La mattina del 18 ottobre a REbuild Milano, nella sede di Assolombarda, l’attenzione sarà puntata sulle possibilità offerte dalle nuove tecnologie e sulla nuova agenda nell’ambito della rigenerazione urbana.

La città del futuro è una città che si rigenera e non si espande. Con le riflessioni e gli interventi messi in campo in questi anni, Milano è di esempio per tutto il Paese.

I puntuali processi di rigenerazione già avviati in alcune zone della città possano essere estesi a tutto il perimetro urbano, purché vengano utilizzare tutte le leve capaci di estrarre valore dai patrimoni immobiliari esistenti.

A livello internazionale c’è attenzione a nuovi paradigmi tecnologici, che aprono all’uso di nuove tecnologie nel processo edilizio, a nuovi approcci progettuali e a rinnovati criteri finanziari. Sono queste le nuove filiere capaci di rendere economicamente, ambientalmente e socialmente realizzabili processi di rigenerazione su larga scala.

Su questa strada, che REbuild segue da anni, Assolombarda ha deciso di intraprendere un cammino volto a ridefinire il contributo che l’industria può dare alla rigenerazione della città; un contributo sia come motore di sviluppi economici che stimolino la riqualificazione degli involucri edilizi, sia come comparto manifatturiero capace di ibridazione con l’industria 4.0.

“La convention del 18 ottobre e, più in generale, il percorso di collaborazione avviato con REbuild offrono a Milano l’occasione per ripensare all’approccio con cui è stata gestita la trasformazione della città” – dichiara Stefano Venturi, Vicepresidente di Assolombarda con delega all’Attrazione degli Investimenti e Competitività Territoriale e Amministratore Delegato Hewlett Packard Enterprise Italia – “Le opportunità fornite da digitalizzazione e nuove tecnologie possono incrementare l’attrattività di Milano nei confronti delle altre Città Globali. In questo quadro, Assolombarda sta giocando un importante ruolo propulsore anche promuovendo occasioni di confronto e di lavoro su questo tema tra i tanti attori coinvolti”.

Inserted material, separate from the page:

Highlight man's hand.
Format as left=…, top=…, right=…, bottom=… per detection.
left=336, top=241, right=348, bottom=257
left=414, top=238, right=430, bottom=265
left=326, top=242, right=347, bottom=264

All’evento del 18 ottobre saranno presenti alcuni tra protagonisti di queste nuove filiere italiane:
– Giovanni Spatti, che racconterà come le aziende italiane che ibridano edilizia con manifattura possano produrre 1 hotel al mese esportandolo in tutto il mondo;
– Massimo Roj, che proporrà nuovi concept architettonici per l’edilizia industrializzata ad alte potenzialità di rigenerazione urbana;
– Massimiano Tellini di Intesa Sanpaolo, che evidenzierà come la finanza sia alla ricerca di nuove tecnologie e approcci in linea con i principi dell’economia circolare.

Saranno anche presenti alcuni esponenti delle istituzioni milanesi e nazionali che avranno il compito di tracciare le linee di un’agenda per la rigenerazione urbana:
– Cristina Tajani, assessore alle Politiche del Lavoro, attività Produttive, Commercio e Risorse Umane del Comune di Milano;
– Fabrizio Sala, vicepresidente della Regione Lombardia;
– Sergio Urbani, segretario generale della Fondazione Cariplo;
– Silvia Rovere presidente di Assoimmobiliare.